An extraordinary conifer has been recently discovered in northern Vietnam, identified as new to science by Aljos Farjon, Kew's conifer specialist. The new species, a "missing link" between true cypresses (Cupressus) and the false cypresses (Chamaecyparis) was found in a remote area of northern Vietnam in ridge-top forest of extraordinary biodiversity. This is a remnant of a once-extensive forested region which covered much of eastern Asia and extended to North America. Only fragments of the forests now remain and the new conifer is one of the relict species left after the last Ice Age.

There are only about 630 living species of conifer but their use for timber makes them the most important tree species in the world.

The new conifer is a small tree with highly unusual foliage of two sorts on the mature trees; both needle and scale leaves. It was discovered by a team of scientists, which included Kew's orchid expert Dr Phillip Cribb and colleagues from the Vietnamese Institute of Terrestrial Ecology in Hanoi, the Komarov Institute in St. Petersburg and the Missouri Botanical Garden, on an expedition studying the orchid floras of the karst mountains of northern Vietnam.

Aljos Farjon has confirmed that the conifer is a new species in a new genus and has named it, with colleagues from Vietnam and Missouri Botanical Garden, Xanthocyparis vietnamensis, the Golden Vietnamese cypress. Apart from the extraordinary Wollemi pine, recently described from New South Wales, it is the first truly new conifer described since 1948.

Its closest ally, the Nootka cypress, also now transferred to the genus Xanthocyparis, is found in North America. Gardeners will know it as one of the parents of the widely grown and much loathed Leyland's cypress (x Cupressocyparis leylandii). The consequence of the Vietnamese discovery is that the scientific name of Leyland's cypress will also have to change.

Sadly, the Golden Vietnamese cypress is already critically endangered in the wild. It is naturally rare, confined to limestone ridges in a small area not far from the Chinese border. It is also prized locally for its fragrant wood which is used for coffins and for making shrines. Only a few semi-mature and coppiced trees survive.
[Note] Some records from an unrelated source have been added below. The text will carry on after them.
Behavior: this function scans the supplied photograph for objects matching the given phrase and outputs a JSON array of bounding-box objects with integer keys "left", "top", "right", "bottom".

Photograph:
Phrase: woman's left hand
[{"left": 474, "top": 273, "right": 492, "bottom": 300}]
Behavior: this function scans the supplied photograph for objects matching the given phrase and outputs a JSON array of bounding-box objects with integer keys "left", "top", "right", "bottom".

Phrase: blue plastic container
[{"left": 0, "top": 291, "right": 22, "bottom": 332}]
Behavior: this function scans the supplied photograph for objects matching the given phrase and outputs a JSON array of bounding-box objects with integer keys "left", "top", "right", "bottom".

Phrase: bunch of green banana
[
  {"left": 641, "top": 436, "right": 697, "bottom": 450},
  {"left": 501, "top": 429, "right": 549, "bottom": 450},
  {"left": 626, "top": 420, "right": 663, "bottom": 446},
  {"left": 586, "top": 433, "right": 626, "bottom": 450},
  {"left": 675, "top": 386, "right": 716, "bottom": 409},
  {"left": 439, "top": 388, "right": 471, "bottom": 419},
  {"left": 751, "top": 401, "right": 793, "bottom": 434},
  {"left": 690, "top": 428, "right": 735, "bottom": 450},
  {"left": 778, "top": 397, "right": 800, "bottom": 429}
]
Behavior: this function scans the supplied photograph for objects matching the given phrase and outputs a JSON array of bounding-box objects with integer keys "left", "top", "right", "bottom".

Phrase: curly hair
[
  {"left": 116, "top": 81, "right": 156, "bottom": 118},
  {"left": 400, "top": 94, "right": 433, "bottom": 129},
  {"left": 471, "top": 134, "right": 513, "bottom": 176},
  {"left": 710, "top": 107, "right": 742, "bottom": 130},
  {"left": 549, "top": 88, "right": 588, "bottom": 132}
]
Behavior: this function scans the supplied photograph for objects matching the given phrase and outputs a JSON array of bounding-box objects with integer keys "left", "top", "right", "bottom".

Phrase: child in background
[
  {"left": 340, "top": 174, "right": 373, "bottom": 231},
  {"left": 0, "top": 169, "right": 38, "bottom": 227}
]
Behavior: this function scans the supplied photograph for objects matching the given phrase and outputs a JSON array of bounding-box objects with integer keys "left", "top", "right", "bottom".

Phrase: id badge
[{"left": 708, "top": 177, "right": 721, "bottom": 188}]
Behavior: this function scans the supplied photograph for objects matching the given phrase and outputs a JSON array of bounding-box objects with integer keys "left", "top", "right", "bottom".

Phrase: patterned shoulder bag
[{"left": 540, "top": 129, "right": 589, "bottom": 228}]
At a meeting of the World Conservation Union (IUCN) in Taiwan just before Christmas, the Vietnamese scientists, backed up by Kew and Missouri scientists, will propose that its mountain habitat should be established as a conservation area. The Missouri Botanical Garden is currently working on cultivation and propagation techniques aimed at the long-term survival of this new conifer.